I wanted to discuss some basic questions. I'm not the most familiar with this repo or the example datasets so please feel free to provide additional context and help me better understand 🙂

  1. For all notebooks that use the UCI Adult dataset, it seems that both the Education and EducationNum features are input to the model. However, these are the same feature, so I was confused why both were used. Also, EducationNum is being interpreted as a continuous variable. Although the categories in this feature seem ordinal, using it as continuous implies that each increment has equal contribution, and the distance between each category is identical. Should the notebooks only use Education since that is categorical, which seems to be the proper way to represent this feature?

  2. As a related question, are the default feature types supposed to be interpreted from the input data? For example, if I change the type of EducationNum to be category, the EBM still interprets it as continuous. To me, this wasn't that expected behavior; LightGBMs preserve the datatype of category (even without explicitly specifying the categorical columns), but here it seems that only strings are interpreted as categorical?
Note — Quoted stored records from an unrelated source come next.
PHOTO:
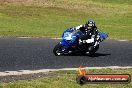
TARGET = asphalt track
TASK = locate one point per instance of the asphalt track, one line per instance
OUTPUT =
(36, 53)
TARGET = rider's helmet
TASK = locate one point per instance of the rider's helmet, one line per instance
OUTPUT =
(90, 24)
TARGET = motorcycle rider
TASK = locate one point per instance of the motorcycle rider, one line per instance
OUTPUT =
(83, 32)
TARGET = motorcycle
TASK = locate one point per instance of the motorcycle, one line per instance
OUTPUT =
(81, 45)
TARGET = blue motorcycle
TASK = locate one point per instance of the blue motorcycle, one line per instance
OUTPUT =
(80, 45)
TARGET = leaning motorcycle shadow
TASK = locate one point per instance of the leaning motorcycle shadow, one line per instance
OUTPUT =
(94, 55)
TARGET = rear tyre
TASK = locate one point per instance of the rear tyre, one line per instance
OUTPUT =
(57, 50)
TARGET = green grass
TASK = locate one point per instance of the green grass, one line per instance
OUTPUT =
(49, 18)
(68, 80)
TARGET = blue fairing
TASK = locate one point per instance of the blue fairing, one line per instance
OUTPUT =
(103, 36)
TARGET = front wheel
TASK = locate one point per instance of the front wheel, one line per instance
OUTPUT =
(57, 50)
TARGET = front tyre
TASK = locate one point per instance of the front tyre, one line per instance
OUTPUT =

I attached a minimal example in this notebook. 20220125_EBM_categorical_example.ipynb.zip

Thanks for your help!

kspieks avatar Jan 25 '22 15:01 kspieks

Hi @kspieks,

Good questions! Here are some answers:

  1. Yes, in practice you should drop one version of this feature. We just leave it in as a demonstrable example of how the model handles different encodings as users explore the model for the first time, but it's certainly not the best data science practice to leave both versions in.

  2. We try to do our best at infering data types -- under the hood, we use Pandas APIs like https://pandas.pydata.org/pandas-docs/stable/reference/api/pandas.DataFrame.infer_objects.html to auto-guess what type we think a column should be. However, to have full control over types, we recommend passing in your type definition to the feature_types property when initializing the ExplainableBoostingClassifier:

from interpret.glassbox import ExplainableBoostingClassifier

# If your input data has 4 features...
ebm = ExplainableBoostingClassifier(feature_types = ["continuous", "categorical", "categorical", "continuous"])

Thanks for pointing out the issue with the auto infer on the category dtype -- that looks like a bug!

-InterpretML Team

interpret-ml avatar Jan 26 '22 06:01 interpret-ml

Thanks for your replies!

  1. I see. Thanks for the clarification.

  2. Yea feature_types seemed to be the only way to resolve it, which was unexpected. What's interesting is that using the infer_objects method works correctly on its own i.e. casting the dtype to category and then using df.infer_objects().dtypes correctly shows that the dtype is category. Yet the EBM interprets it as continuous, so perhaps the issue is caused by something else in the code?

kspieks avatar Jan 26 '22 14:01 kspieks

Hi @kspieks -- This preprocessing code has been completely replaced, and Pandas is no longer used to infer feature types, so it's very likely that older bugs in this area have been resolved.